Il canto, richiesto da Schönberg in quest’opera è molto originale, in quanto l’esecutore deve toccare il suono senza intonarlo in modo perfetto allontanandosi da esso ora con il crescendo ora con il diminuendo. Da un punto di vista strumentale, l’organico, composto dalla Sprechstimme, dal pianoforte, da un flauto, da un clarinetto, da un violino e da un violoncello, è sfruttato nella sua interezza soltanto in sei brani, mentre negli altri si passa dal duetto del VII brano, dove appaiono soltanto il flauto e la voce recitante, al quartetto del I (pianoforte, flauto, violino, violoncello e voce recitante). Ogni brano costituisce, in questo modo, un piccolo gioiello in sé chiuso, anche se inserito nell’atmosfera allucinata che contraddistingue l’opera, all’interno della quale ritornano alcune forme classiche. È sorprendente come, a differenza di altre opere in cui, per ammissione dello stesso compositore, il testo aveva dato una forma alla struttura musicale del brano, qui, invece, vi è il sistematico ricorso a forme contrappuntistiche codificate dalla nostra tradizione come la passacaglia (Nacht), il canone retrogrado (Parodia) e la fuga e il canone sovrapposti (La macchia lunare).
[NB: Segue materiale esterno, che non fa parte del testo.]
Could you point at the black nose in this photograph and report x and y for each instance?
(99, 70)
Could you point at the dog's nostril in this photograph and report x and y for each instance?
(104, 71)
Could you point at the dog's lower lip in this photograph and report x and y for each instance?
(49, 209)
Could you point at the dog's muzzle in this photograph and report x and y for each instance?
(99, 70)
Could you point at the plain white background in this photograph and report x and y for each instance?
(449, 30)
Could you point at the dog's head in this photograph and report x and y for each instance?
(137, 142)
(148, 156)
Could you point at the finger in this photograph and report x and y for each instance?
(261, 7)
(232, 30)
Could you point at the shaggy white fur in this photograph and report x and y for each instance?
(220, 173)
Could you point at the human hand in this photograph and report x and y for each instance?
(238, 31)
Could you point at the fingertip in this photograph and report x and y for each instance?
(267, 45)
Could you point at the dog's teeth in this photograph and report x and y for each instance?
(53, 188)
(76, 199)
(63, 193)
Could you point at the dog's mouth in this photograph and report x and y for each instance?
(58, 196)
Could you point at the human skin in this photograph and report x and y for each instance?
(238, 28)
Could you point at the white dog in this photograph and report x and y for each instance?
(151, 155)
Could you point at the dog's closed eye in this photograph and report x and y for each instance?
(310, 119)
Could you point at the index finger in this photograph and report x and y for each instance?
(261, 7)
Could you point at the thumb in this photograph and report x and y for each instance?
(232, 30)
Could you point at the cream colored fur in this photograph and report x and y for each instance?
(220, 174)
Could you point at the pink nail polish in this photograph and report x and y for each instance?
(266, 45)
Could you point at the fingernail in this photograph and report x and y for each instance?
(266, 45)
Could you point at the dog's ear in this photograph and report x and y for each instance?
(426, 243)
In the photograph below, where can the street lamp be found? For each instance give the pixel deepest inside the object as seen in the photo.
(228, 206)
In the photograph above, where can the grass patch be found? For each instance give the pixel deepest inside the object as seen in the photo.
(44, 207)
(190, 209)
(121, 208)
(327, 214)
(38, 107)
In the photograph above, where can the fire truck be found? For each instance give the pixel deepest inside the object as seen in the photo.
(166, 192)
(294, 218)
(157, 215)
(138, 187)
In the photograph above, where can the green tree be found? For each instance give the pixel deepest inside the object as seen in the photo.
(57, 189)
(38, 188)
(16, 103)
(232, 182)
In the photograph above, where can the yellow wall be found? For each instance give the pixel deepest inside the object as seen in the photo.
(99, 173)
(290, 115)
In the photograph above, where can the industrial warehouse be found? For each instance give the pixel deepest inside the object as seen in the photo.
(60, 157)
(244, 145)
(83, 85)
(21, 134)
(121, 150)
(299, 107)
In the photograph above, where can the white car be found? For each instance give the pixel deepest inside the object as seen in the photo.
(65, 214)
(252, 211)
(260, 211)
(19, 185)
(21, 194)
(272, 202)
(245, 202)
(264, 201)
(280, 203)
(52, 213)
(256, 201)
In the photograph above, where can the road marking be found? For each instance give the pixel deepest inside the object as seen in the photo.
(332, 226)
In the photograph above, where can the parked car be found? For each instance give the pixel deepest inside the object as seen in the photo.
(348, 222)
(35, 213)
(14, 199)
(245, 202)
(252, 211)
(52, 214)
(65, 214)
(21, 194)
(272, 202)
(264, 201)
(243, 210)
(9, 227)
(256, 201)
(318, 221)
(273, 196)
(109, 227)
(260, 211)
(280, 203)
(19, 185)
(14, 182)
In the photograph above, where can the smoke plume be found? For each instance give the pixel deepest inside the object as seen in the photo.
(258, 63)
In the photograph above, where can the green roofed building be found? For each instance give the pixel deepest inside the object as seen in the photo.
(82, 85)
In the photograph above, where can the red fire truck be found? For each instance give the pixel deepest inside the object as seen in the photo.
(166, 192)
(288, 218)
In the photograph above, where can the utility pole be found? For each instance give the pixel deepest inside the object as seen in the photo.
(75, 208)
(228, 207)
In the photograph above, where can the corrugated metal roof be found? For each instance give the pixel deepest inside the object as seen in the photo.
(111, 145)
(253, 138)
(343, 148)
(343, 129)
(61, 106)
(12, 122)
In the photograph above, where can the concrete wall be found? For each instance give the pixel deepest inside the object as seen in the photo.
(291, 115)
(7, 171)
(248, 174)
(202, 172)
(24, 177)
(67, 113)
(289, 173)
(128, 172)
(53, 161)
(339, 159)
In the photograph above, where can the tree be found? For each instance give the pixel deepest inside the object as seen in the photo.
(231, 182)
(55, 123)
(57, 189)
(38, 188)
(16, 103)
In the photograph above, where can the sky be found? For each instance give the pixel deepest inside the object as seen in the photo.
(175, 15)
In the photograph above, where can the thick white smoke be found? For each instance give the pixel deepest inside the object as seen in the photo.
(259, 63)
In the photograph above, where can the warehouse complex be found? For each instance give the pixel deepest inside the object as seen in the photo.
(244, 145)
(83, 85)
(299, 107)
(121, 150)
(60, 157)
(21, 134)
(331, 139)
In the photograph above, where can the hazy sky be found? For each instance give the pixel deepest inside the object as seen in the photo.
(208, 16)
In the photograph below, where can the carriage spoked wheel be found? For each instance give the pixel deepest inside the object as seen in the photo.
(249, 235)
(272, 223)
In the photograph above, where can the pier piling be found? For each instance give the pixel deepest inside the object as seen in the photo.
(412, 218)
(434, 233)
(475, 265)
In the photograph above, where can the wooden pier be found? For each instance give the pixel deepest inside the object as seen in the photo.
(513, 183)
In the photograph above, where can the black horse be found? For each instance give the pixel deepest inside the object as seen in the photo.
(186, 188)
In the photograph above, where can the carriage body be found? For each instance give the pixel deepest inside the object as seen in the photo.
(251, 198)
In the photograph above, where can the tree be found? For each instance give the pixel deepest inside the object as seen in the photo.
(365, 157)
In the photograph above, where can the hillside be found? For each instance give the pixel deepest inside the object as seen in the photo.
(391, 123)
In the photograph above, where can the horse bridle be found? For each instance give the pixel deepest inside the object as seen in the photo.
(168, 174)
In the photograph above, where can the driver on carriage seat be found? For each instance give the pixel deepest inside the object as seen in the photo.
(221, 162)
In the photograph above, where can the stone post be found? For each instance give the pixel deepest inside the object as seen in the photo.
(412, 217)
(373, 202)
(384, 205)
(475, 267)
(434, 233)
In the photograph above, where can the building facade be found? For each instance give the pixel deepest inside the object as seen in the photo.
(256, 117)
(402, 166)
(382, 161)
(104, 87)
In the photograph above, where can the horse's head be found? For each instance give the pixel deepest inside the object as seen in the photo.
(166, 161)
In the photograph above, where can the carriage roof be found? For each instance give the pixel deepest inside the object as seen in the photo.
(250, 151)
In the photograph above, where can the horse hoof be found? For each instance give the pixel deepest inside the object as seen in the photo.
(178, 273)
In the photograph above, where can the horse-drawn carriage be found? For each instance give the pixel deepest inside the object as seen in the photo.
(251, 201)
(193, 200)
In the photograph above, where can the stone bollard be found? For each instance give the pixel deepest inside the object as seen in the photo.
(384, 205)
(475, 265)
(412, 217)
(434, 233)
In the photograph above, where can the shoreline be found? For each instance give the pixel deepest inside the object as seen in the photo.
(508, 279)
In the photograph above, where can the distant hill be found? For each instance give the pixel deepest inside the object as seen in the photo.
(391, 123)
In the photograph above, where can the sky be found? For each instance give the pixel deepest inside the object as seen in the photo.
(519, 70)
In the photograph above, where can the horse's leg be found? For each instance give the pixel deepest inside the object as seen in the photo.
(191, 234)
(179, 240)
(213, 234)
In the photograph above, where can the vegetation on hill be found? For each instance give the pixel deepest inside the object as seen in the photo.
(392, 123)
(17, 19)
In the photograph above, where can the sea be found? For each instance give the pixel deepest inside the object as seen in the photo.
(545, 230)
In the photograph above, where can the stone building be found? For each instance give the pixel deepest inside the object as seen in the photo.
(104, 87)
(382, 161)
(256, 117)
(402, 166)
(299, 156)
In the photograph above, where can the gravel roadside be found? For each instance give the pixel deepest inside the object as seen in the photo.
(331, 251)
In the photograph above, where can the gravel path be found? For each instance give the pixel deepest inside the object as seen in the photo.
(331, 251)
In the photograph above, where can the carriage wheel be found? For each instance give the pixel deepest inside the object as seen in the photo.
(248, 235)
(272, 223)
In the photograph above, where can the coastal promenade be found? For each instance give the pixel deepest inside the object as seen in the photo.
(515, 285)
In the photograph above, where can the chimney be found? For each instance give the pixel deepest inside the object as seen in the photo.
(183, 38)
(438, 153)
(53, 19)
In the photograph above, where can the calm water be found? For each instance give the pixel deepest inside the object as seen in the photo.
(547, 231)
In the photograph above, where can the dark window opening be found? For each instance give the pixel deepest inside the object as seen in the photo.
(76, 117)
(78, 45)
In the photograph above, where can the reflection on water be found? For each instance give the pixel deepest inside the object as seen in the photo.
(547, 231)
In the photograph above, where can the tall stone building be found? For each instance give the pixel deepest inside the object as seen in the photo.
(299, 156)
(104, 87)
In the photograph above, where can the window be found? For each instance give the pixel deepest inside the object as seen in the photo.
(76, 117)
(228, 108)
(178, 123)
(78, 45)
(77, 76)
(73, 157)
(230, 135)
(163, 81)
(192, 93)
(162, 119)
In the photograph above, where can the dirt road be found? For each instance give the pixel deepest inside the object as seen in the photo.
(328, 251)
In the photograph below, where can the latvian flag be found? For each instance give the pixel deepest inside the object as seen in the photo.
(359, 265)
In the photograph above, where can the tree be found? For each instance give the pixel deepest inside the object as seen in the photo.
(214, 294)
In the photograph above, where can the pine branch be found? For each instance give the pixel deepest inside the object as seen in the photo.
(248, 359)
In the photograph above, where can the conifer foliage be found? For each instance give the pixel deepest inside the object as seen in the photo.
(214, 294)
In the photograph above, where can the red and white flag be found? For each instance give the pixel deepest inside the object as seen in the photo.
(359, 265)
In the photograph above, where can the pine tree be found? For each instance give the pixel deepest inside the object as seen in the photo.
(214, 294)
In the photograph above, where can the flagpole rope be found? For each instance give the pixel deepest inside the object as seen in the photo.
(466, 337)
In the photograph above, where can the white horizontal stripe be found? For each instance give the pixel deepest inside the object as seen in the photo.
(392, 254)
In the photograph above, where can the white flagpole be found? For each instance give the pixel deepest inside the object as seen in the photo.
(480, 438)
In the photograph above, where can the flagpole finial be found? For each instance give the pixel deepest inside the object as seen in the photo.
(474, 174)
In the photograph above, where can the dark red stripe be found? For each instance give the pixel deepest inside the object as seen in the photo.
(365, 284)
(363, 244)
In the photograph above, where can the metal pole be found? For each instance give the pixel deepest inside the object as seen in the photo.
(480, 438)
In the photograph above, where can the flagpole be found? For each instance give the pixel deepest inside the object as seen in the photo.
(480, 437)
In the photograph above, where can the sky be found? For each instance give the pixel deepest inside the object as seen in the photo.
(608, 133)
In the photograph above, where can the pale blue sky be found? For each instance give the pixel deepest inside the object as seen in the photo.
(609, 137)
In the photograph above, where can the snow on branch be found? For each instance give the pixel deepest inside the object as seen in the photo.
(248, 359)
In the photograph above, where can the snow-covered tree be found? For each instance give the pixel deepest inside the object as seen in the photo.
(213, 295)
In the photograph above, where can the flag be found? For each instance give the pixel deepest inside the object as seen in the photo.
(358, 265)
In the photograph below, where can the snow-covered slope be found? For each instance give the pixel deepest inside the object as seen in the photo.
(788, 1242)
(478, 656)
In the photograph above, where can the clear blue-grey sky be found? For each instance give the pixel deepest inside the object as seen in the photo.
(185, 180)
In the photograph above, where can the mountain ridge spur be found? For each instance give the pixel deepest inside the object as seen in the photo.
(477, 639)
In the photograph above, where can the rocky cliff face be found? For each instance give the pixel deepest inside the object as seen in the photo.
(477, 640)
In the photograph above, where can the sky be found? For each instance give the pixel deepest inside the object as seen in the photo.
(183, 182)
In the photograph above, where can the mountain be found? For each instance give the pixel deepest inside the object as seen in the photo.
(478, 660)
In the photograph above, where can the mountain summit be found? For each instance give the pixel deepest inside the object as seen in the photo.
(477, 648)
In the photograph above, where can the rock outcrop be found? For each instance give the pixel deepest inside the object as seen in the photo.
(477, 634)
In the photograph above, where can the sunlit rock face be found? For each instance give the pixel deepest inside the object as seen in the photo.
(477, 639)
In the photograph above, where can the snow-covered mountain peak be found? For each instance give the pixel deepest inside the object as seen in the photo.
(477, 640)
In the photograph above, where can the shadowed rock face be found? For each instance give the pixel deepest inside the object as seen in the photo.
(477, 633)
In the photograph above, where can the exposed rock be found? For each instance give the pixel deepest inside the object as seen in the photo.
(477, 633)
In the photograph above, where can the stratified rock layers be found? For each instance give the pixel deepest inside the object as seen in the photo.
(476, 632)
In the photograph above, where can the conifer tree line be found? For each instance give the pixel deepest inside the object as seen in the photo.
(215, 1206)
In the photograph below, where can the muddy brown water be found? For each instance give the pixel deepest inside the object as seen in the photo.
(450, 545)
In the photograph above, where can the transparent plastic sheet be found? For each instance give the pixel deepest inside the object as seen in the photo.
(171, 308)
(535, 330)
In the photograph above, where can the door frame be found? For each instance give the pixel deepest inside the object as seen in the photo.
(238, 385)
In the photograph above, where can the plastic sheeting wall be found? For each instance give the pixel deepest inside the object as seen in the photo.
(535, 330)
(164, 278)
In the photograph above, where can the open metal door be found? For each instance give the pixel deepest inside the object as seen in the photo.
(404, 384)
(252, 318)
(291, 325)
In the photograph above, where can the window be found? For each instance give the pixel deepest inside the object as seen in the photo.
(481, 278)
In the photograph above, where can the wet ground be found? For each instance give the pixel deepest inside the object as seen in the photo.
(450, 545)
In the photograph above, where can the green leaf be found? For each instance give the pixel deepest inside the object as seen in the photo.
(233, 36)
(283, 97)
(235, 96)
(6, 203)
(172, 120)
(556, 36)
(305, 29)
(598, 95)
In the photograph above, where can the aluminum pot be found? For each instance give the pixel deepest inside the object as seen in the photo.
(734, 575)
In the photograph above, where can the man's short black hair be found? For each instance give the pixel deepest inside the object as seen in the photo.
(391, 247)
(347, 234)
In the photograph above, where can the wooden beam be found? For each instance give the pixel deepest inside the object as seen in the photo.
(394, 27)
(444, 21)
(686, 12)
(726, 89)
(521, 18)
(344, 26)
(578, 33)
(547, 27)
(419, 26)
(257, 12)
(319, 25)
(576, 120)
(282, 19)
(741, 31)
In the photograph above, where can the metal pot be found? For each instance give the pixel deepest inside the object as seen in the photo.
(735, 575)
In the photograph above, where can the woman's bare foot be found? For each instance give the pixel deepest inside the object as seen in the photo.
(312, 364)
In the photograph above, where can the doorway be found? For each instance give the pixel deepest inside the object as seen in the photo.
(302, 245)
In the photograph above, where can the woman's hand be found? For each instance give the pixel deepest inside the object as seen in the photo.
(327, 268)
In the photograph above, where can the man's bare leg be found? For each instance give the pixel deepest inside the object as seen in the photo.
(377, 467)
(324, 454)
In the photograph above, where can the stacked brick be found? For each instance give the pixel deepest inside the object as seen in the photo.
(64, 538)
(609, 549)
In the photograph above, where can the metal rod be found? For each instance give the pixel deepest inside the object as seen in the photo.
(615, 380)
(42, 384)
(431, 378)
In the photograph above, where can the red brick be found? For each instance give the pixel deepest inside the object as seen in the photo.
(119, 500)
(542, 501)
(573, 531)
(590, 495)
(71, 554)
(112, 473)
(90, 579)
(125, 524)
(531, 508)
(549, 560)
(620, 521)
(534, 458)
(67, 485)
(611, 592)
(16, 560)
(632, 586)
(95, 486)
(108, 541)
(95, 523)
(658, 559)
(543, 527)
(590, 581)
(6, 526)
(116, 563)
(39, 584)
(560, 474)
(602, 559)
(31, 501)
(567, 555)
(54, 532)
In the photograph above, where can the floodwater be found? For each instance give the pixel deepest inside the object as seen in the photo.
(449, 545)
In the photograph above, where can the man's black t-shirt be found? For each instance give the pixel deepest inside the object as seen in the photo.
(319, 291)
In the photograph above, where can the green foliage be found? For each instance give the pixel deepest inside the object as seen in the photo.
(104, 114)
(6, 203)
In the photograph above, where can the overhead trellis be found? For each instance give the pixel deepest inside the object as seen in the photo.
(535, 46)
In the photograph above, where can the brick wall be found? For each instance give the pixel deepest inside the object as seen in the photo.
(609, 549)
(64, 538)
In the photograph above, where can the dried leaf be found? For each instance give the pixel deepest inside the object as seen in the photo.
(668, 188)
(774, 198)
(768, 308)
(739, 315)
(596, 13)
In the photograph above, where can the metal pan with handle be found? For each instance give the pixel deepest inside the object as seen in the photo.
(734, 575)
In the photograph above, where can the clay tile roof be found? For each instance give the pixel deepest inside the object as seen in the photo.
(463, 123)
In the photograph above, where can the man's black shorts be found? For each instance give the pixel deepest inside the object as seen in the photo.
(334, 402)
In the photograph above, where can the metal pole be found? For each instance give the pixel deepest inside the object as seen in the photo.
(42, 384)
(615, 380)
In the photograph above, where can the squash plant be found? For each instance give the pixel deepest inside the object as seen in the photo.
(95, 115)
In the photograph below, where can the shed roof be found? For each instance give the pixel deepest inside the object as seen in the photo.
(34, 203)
Le 26 misure di Nacht nascono, infatti, da cellula melodica brevissima e molto semplice caratterizzata da una terza minore ascendente seguita da una terza maggiore discendente che, in un primo momento, dà vita a un canone tra clarinetto e violoncello a cui si unisce, in seguito, il pianoforte, e, in un secondo momento, viene variata per doppia diminuzione originando un disegno melodico che diventa l’elemento costitutivo del successivo sviluppo del brano. Un canone doppio tra clarinetto e ottavino, da una parte, e violino e violoncello, dall’altra, è il protagonista di Der Mondfleck (La macchia lunare), dove è sovrapposto a una fuga affidata al pianoforte il cui soggetto è raddoppiato con terze maggiori.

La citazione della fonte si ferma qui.